2 Agosto, la ferita in aula 37 anni dopo
Una trentina di familiari delle vittime in Tribunale per l’udienza Cavallini. Ammesse 90 parti civili
Trentasette anni dopo la bomba alla stazione di Bologna e dieci anni dopo l’ultimo processo celebrato per questa strage, i familiari delle vittime, guidati da Paolo Bolognesi, presidente dell’associazione e parlamentare pd, sono tornati ieri in un’aula di tribunale, dove si discuteva, ancora, di Due Agosto. Si tratta dell’udienza a carico di Gilberto Cavallini, ex Nar, già condannato i per banda armata e ora imputato per concorso in strage. La decisione il 25 ottobre.
Sono arrivati da mezza Italia: Palermo, Verona, Como, Padova, l’Aquila, Asti e naturalmente Bologna. Ancora in un’aula di Tribunale a 37 anni dalla strage, a 29 dalla sentenza di primo grado, a 22 dalla quella definitiva di condanna per gli esecutori materiali e a 10 dall’ultima pronuncia dei giudici. I familiari delle vittime del 2 Agosto si sono presentati in via Farini di buon mattino, con largo anticipo rispetto all’inizio dell’udienza preliminare che vede imputato l’ex Nar Gilberto Cavallini per concorso nella strage. Ognuno con la sua personale storia di dolore, con una memoria da preservare nonostante il tempo trascorso.
Sono padri, madri, fratelli, sorelle e soprattutto figli di chi quel giorno di 37 anni fa è stato spazzato via dalla bomba alla stazione. Prendono posto in silenzio nell’aula al piano terra di via Farini preceduti dal presidente dell’associazione Paolo Bolognesi. Ascoltano senza battere ciglio i passaggi tecnici dell’udienza: eccezioni preliminari, istanze, schermaglie procedurali. Si ritrovano fuori, in cortile, mentre aspettano le decisioni del giudice Alberto Ziroldi. Sono una trentina, alcuni di loro non si vedono da anni, altri non mancano mai alla commemorazione della strage. Sono parti civili, lo sono da sempre. Alla fine il giudice ne ammetterà 87, oltre a Comune, Regione e presidenza del Consiglio.

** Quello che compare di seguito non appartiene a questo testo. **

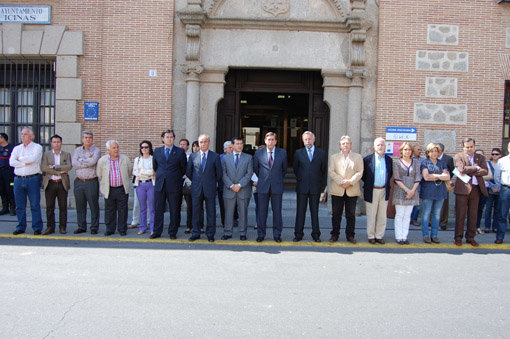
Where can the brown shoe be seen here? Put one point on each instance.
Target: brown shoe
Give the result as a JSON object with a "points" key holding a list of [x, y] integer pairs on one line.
{"points": [[472, 243], [49, 230]]}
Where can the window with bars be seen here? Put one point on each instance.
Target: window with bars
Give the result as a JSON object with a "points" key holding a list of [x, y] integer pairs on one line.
{"points": [[27, 98]]}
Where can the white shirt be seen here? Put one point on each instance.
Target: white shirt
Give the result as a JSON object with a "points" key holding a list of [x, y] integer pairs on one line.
{"points": [[21, 156], [502, 171]]}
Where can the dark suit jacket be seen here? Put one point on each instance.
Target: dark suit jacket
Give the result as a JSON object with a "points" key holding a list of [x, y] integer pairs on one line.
{"points": [[311, 176], [464, 167], [169, 172], [209, 179], [270, 178], [369, 176]]}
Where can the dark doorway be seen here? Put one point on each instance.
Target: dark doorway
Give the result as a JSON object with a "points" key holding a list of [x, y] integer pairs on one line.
{"points": [[285, 102]]}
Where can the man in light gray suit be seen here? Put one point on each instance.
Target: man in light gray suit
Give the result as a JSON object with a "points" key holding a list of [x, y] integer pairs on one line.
{"points": [[237, 172]]}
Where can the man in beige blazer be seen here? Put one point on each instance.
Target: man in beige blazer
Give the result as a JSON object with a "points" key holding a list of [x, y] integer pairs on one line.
{"points": [[114, 173], [345, 170], [55, 167], [467, 194]]}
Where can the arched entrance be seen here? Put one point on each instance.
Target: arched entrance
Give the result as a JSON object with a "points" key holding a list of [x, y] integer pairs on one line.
{"points": [[285, 102]]}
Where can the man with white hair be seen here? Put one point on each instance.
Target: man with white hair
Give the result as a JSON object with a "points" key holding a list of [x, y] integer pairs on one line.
{"points": [[377, 172], [114, 173], [26, 160]]}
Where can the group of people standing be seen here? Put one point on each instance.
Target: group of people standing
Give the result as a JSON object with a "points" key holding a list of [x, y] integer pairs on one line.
{"points": [[166, 175]]}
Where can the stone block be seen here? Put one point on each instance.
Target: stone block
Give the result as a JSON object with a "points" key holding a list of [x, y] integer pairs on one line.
{"points": [[71, 44], [450, 114], [69, 131], [441, 87], [443, 34], [67, 67], [11, 38], [31, 42], [69, 89], [65, 110], [446, 137], [51, 39], [443, 61]]}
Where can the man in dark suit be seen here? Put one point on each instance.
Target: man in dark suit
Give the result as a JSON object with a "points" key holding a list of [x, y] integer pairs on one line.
{"points": [[237, 172], [270, 166], [205, 172], [377, 172], [169, 163], [443, 222], [310, 166], [472, 168]]}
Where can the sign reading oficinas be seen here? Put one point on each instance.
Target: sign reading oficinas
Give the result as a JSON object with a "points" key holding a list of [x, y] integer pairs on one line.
{"points": [[25, 14]]}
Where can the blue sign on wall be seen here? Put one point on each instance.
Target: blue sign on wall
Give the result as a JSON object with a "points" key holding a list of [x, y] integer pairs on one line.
{"points": [[91, 111]]}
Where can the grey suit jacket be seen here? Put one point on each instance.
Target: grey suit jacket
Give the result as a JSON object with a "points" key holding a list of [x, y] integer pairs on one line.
{"points": [[240, 175]]}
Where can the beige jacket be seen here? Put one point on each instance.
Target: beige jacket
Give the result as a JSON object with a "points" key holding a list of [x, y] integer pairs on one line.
{"points": [[338, 171], [103, 173]]}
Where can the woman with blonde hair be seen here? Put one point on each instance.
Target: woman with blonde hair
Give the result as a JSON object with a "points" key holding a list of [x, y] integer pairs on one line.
{"points": [[433, 191], [406, 174]]}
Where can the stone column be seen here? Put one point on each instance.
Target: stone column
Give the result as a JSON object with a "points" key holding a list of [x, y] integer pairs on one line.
{"points": [[192, 79]]}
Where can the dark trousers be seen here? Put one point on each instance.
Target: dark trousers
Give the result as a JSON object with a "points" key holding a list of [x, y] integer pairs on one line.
{"points": [[87, 192], [173, 198], [276, 206], [302, 201], [56, 190], [115, 210], [6, 187], [198, 212], [466, 204], [337, 204]]}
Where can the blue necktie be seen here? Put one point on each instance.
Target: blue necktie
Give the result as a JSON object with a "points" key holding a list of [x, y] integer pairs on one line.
{"points": [[203, 161]]}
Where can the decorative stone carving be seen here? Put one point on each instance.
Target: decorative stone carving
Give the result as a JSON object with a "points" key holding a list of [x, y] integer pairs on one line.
{"points": [[442, 61], [441, 87], [443, 34], [440, 113], [276, 7]]}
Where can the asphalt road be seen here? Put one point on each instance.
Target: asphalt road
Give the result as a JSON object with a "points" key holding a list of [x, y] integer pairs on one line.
{"points": [[70, 288]]}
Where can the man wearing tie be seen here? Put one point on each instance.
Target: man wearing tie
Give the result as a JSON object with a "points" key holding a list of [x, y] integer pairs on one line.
{"points": [[467, 194], [237, 172], [205, 172], [270, 166], [310, 166], [169, 163]]}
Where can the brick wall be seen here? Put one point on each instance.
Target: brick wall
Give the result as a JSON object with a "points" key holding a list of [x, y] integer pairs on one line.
{"points": [[123, 40], [481, 33]]}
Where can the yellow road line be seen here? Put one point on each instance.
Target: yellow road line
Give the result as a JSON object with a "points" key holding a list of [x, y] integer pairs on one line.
{"points": [[254, 243]]}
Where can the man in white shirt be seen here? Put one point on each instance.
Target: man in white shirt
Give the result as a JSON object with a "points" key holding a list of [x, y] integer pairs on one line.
{"points": [[26, 160], [502, 179]]}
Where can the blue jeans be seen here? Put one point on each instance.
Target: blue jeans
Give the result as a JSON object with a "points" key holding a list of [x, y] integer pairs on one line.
{"points": [[427, 206], [504, 205], [30, 187]]}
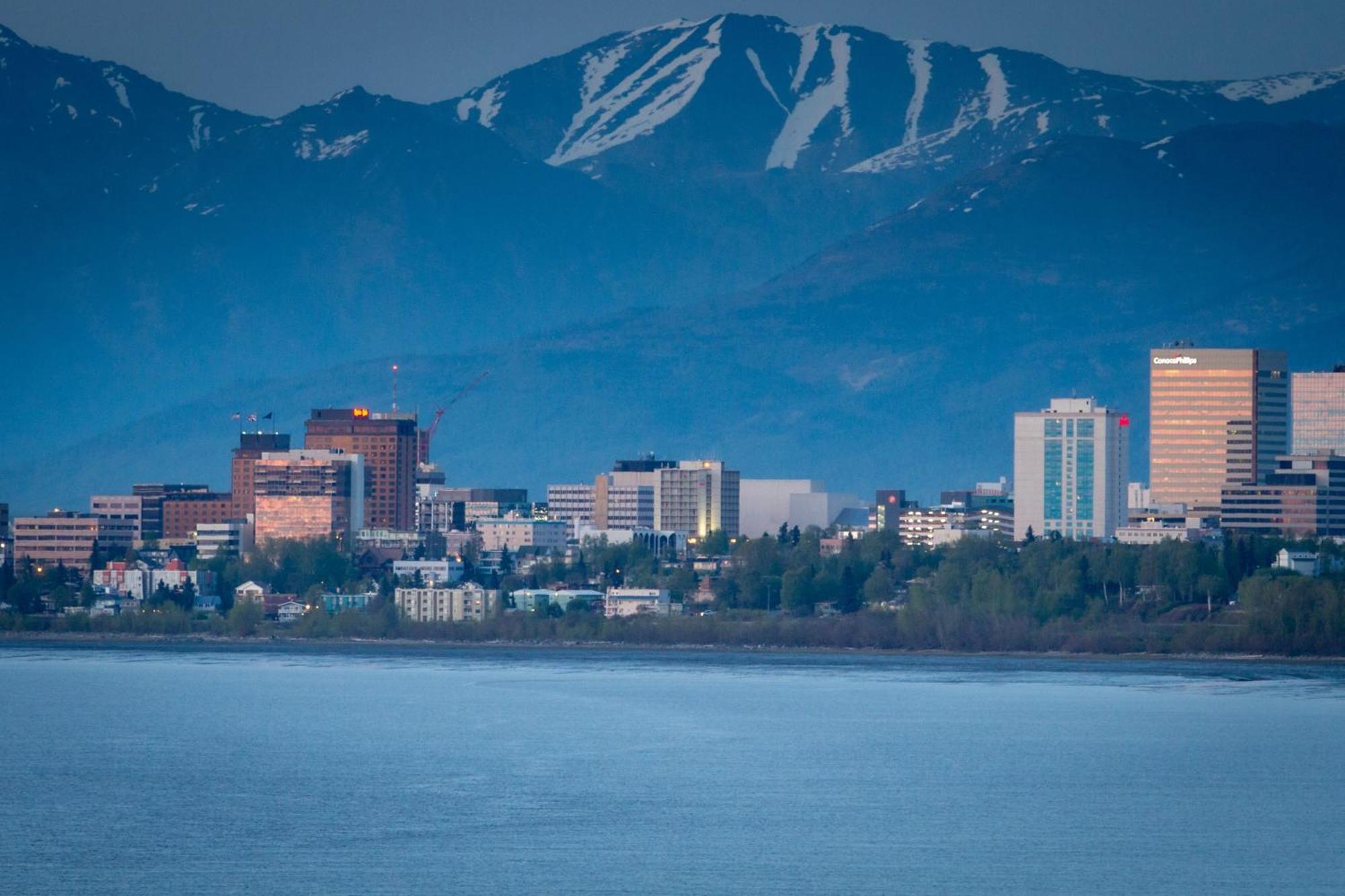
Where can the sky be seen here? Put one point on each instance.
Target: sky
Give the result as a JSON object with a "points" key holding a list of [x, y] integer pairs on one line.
{"points": [[268, 57]]}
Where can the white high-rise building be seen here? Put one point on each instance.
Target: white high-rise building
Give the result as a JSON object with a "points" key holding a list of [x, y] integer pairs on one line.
{"points": [[1070, 470]]}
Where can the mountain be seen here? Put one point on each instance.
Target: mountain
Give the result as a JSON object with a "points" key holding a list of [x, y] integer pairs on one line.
{"points": [[740, 95], [603, 221], [895, 358]]}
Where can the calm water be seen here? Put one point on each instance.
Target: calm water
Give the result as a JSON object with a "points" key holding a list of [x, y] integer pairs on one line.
{"points": [[501, 771]]}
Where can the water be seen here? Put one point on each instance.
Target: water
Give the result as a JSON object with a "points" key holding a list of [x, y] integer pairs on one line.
{"points": [[533, 771]]}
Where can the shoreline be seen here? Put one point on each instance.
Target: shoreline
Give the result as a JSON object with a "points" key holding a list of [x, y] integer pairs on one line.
{"points": [[264, 645]]}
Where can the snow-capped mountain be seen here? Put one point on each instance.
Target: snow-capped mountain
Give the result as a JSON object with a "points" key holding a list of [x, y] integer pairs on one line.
{"points": [[740, 95], [80, 128], [625, 200]]}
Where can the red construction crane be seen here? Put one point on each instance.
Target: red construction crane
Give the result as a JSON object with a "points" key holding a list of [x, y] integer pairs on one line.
{"points": [[428, 432]]}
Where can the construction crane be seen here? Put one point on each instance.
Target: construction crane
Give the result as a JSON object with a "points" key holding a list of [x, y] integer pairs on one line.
{"points": [[427, 435]]}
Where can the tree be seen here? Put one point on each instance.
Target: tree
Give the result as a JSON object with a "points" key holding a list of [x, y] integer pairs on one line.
{"points": [[797, 591], [879, 587], [245, 618]]}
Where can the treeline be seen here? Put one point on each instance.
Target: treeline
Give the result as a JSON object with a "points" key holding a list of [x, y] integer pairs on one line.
{"points": [[874, 592]]}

Grazia Di Paola ha preso l’aereo all’alba da Palermo. È qui per Antonino, suo fratello, che a Bologna aveva trovato lavoro e poi pure la morte. Aveva 32 anni e quel giorno era in stazione per accompagnare un collega in partenza: «Dopo tanti anni ha ancora senso lottare per la verità, non mi stancherò mai di farlo anche se il dolore si rinnova. Sono molto emozionata». Ha gli occhi lucidi anche la signora Cristina Caprioli che viene da Verona e stringe tra le mani gli articoli di giornale che parlano di suo fratello Davide, venti anni appena. «Provo una sensazione di fastidio: mi chiedo sempre chi è in prigione, loro che ormai sono fuori o in semilibertà o noi che abbiamo perso per sempre i nostri cari? Il 2 Agosto mi ha costretto all’impossibilità di essere davvero felice».
C’è chi è sopravvissuto alla bomba e ha passato gli anni a chiedersi perché lei si e le sue colleghe no. «Sono qui perché devo farlo, non certo perché voglio. Il pensiero di essere qui mi ha tenuta sveglia per giorni», dice Marina Gamberini, impiegata alla Cigar, l’azienda di ristorazione della stazione che aveva gli uffici nei pressi della sala d’aspetto della seconda classe. È rimasta due ore sotto le macerie. le sue sei colleghe non ce l’hanno fatta. Per Francesca Lauro è la prima volta in un’aula di Tribunale, aveva solo nove anni il 2 agosto quando i suoi genitori non sono più tornati a casa, a Napoli: «Per me è tutto nuovo, non ho mai presenziato a un processo sulla strage. Ora riesco a capire molte cose, essere qui è importantissimo per me». Fabio Gallon, che ha perso madre e sorella, guarda avanti, all’udienza in cui si deciderà la sorte del fascicolo sui mandanti: «Si fa fatica a ricordare ma è un dovere essere qui, lotteremo fino alla fine perché sia fatta luce su chi ha voluto la strage».